Best way to merge two large client databases

  • titsiros (1/12/2016)


    The reason for the merge is because one client acquired the other and they don't want to maintain separate systems.

    I know it's a grand task because the db schema is fully normalized with plenty of FKs and Parent_ids. Having said that, I know I m not reinventing the wheel here so I was hoping there is a tool that can do this. The steps I need to take seem all programmable to me so in my opinion a toll should be able to do this, based on some configuration.

    Maybe so, but my intuition says there is an extremely small market for a tool and given the number of permutations possible in a database-merge scenario the chances of it doing everything you needed could be low. Even if it met every last requirement the cost would likely be prohibitive for most potential consumers.

    You still haven't said, are you blending the data as you merge the databases or are the datasets in each database mutually exclusive allowing for a simple append?

    There are no special teachers of virtue, because virtue is taught by the whole community.
    --Plato

  • Orlando Colamatteo (1/12/2016)


    titsiros (1/12/2016)


    The reason for the merge is because one client acquired the other and they don't want to maintain separate systems.

    I know it's a grand task because the db schema is fully normalized with plenty of FKs and Parent_ids. Having said that, I know I m not reinventing the wheel here so I was hoping there is a tool that can do this. The steps I need to take seem all programmable to me so in my opinion a toll should be able to do this, based on some configuration.

    Maybe so, but my intuition says there is an extremely small market for a tool and given the number of permutations possible in a database-merge scenario the chances of it doing everything you needed could be low. Even if it met every last requirement the cost would likely be prohibitive for most potential consumers.

    You still haven't said, are you blending the data as you merge the databases or are the datasets in each database mutually exclusive allowing for a simple append?

    I am guessing the OP does not know this as he is privy to at most to one set of data , would be my guess. As has been mentioned, you need to ensure that you are not duplicating clients. What version of the data (if any) you will assign to the new database when a client exists in both sources? You'll need to do some grunge work here to compare by email, residential address, names of course. I dont think its an exact science and will probably require some manual review by subject matter experts to some degree.

    ----------------------------------------------------

  • MMartin1 (1/12/2016)


    Orlando Colamatteo (1/12/2016)


    titsiros (1/12/2016)


    The reason for the merge is because one client acquired the other and they don't want to maintain separate systems.

    I know it's a grand task because the db schema is fully normalized with plenty of FKs and Parent_ids. Having said that, I know I m not reinventing the wheel here so I was hoping there is a tool that can do this. The steps I need to take seem all programmable to me so in my opinion a toll should be able to do this, based on some configuration.

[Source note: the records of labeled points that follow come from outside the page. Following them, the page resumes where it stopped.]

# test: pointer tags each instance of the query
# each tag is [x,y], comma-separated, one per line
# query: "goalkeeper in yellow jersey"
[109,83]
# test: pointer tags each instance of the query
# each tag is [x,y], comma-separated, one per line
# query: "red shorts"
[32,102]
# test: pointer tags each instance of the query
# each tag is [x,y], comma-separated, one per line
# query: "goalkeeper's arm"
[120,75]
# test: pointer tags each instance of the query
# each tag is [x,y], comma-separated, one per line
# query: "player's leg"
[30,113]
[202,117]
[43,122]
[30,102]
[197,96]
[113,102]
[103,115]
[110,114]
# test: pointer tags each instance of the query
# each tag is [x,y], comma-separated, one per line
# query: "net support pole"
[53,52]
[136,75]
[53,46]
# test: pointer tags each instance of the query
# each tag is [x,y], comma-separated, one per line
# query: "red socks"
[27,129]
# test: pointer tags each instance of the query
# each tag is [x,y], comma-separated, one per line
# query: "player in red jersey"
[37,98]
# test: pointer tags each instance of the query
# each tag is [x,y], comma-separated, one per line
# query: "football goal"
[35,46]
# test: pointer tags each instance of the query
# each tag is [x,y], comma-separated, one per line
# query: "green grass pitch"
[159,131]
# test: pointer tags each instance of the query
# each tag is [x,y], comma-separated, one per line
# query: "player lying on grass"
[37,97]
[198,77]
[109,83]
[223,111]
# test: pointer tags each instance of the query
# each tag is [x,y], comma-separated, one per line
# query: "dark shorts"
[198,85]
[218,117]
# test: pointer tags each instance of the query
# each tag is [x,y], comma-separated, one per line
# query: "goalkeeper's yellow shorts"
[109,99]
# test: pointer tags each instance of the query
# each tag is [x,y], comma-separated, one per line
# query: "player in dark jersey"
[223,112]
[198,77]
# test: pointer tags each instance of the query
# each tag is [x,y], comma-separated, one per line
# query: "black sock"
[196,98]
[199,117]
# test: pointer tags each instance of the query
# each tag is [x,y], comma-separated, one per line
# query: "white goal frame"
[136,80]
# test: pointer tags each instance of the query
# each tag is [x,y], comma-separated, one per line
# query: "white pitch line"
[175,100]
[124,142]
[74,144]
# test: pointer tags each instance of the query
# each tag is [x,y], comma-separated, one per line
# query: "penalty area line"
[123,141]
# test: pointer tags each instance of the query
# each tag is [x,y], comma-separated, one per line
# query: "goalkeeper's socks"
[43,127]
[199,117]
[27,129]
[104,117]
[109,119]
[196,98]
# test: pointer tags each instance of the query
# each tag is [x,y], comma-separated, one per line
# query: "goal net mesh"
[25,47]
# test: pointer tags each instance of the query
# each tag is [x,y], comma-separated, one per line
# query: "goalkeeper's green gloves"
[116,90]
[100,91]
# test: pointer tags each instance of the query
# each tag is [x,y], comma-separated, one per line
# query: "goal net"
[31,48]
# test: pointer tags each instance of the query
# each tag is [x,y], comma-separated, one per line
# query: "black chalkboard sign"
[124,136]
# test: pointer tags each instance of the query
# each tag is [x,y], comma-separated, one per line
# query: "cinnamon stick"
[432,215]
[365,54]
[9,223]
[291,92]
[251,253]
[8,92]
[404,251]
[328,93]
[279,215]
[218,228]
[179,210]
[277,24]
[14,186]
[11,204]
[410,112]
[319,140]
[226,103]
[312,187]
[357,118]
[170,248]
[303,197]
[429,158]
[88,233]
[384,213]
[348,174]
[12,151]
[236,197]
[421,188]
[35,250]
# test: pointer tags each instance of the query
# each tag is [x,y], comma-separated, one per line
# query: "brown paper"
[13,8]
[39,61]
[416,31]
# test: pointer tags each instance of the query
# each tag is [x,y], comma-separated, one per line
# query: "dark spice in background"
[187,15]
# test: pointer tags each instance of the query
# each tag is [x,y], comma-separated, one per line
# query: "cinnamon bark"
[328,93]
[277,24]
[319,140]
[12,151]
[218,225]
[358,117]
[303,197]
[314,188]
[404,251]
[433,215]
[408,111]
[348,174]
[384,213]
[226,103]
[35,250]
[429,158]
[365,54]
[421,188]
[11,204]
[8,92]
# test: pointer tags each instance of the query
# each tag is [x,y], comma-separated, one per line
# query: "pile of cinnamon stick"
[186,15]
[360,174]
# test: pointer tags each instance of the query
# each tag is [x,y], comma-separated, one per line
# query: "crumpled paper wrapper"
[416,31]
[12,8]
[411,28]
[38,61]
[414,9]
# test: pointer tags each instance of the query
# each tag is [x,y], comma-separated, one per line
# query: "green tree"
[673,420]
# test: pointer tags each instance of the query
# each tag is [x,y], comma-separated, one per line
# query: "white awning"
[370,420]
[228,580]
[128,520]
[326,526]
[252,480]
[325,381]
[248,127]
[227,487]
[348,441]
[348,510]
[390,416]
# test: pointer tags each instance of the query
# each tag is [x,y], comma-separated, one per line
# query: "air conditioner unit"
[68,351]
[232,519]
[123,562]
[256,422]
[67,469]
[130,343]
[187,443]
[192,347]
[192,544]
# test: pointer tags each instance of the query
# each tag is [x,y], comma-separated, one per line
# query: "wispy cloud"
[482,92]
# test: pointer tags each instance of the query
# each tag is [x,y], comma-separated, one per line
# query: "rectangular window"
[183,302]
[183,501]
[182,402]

    Maybe so, but my intuition says there is an extremely small market for a tool and given the number of permutations possible in a database-merge scenario the chances of it doing everything you needed could be low. Even if it met every last requirement the cost would likely be prohibitive for most potential consumers.

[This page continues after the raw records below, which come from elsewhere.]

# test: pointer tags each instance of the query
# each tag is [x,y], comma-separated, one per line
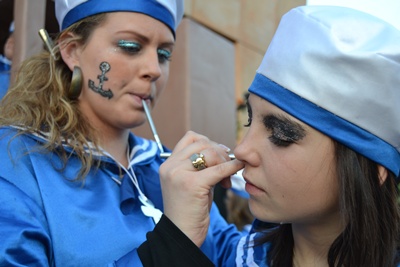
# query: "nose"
[246,152]
[151,68]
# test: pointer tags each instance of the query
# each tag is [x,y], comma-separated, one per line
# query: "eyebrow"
[145,39]
[284,127]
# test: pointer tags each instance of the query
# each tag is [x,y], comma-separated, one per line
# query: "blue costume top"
[47,219]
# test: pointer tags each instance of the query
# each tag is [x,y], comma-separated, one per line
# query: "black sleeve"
[168,246]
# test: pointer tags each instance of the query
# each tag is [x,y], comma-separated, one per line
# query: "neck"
[312,242]
[116,145]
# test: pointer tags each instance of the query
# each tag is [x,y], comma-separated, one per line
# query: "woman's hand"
[188,192]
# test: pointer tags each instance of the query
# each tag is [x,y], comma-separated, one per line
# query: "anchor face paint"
[121,65]
[104,67]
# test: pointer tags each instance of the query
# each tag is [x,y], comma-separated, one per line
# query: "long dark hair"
[370,210]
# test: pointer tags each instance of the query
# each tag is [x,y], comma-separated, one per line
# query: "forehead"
[137,22]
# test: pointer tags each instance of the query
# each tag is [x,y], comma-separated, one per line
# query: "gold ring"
[198,161]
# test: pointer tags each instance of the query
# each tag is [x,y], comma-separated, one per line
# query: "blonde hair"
[38,101]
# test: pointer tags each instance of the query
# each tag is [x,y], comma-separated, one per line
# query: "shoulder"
[249,252]
[144,151]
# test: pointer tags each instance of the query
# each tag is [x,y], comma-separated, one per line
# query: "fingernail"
[227,149]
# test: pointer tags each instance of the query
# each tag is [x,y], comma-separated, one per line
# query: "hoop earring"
[76,84]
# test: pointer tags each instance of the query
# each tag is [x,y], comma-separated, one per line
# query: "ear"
[382,172]
[69,50]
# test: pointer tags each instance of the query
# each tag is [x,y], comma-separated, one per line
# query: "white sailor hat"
[169,12]
[338,70]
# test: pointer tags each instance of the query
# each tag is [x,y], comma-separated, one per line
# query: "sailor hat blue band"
[169,12]
[328,123]
[337,69]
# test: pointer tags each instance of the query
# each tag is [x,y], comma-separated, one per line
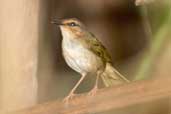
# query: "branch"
[107,98]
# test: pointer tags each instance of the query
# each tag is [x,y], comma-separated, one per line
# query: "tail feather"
[112,77]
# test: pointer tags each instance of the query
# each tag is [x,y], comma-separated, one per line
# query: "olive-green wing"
[97,47]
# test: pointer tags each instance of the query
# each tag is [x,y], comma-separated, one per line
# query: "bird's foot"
[93,91]
[69,97]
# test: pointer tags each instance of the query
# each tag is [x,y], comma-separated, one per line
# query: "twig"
[108,98]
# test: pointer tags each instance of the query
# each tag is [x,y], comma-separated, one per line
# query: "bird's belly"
[82,60]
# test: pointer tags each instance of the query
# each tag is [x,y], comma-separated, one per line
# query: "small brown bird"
[84,53]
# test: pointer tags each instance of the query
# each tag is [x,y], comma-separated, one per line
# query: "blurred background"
[137,37]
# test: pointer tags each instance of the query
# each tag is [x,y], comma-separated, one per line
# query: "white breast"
[77,57]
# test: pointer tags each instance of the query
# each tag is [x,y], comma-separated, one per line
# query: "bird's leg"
[71,94]
[95,88]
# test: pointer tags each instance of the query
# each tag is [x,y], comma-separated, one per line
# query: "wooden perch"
[107,98]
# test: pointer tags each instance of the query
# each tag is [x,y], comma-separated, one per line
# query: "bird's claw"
[69,97]
[93,91]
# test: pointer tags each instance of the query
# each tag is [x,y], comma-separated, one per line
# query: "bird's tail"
[112,77]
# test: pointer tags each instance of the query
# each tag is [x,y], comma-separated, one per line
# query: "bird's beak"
[57,22]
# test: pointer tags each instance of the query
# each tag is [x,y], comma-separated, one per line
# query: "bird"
[85,53]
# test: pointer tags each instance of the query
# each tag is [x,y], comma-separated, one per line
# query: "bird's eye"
[72,24]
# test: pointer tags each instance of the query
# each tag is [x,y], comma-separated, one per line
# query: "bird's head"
[71,26]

    You still haven't said, are you blending the data as you merge the databases or are the datasets in each database mutually exclusive allowing for a simple append?

    I am guessing the OP does not know this as he is privy to at most to one set of data , would be my guess. As has been mentioned, you need to ensure that you are not duplicating clients. What version of the data (if any) you will assign to the new database when a client exists in both sources? You'll need to do some grunge work here to compare by email, residential address, names of course. I dont think its an exact science and will probably require some manual review by subject matter experts to some degree.

    From the original post I gather the OP has both DBs.

    There are no special teachers of virtue, because virtue is taught by the whole community.
    --Plato

  • Orlando Colamatteo (1/12/2016)


    MMartin1 (1/12/2016)


    Orlando Colamatteo (1/12/2016)


    titsiros (1/12/2016)


    The reason for the merge is because one client acquired the other and they don't want to maintain separate systems.

    I know it's a grand task because the db schema is fully normalized with plenty of FKs and Parent_ids. Having said that, I know I m not reinventing the wheel here so I was hoping there is a tool that can do this. The steps I need to take seem all programmable to me so in my opinion a toll should be able to do this, based on some configuration.

    Maybe so, but my intuition says there is an extremely small market for a tool and given the number of permutations possible in a database-merge scenario the chances of it doing everything you needed could be low. Even if it met every last requirement the cost would likely be prohibitive for most potential consumers.

    You still haven't said, are you blending the data as you merge the databases or are the datasets in each database mutually exclusive allowing for a simple append?

    I am guessing the OP does not know this as he is privy to at most to one set of data , would be my guess. As has been mentioned, you need to ensure that you are not duplicating clients. What version of the data (if any) you will assign to the new database when a client exists in both sources? You'll need to do some grunge work here to compare by email, residential address, names of course. I dont think its an exact science and will probably require some manual review by subject matter experts to some degree.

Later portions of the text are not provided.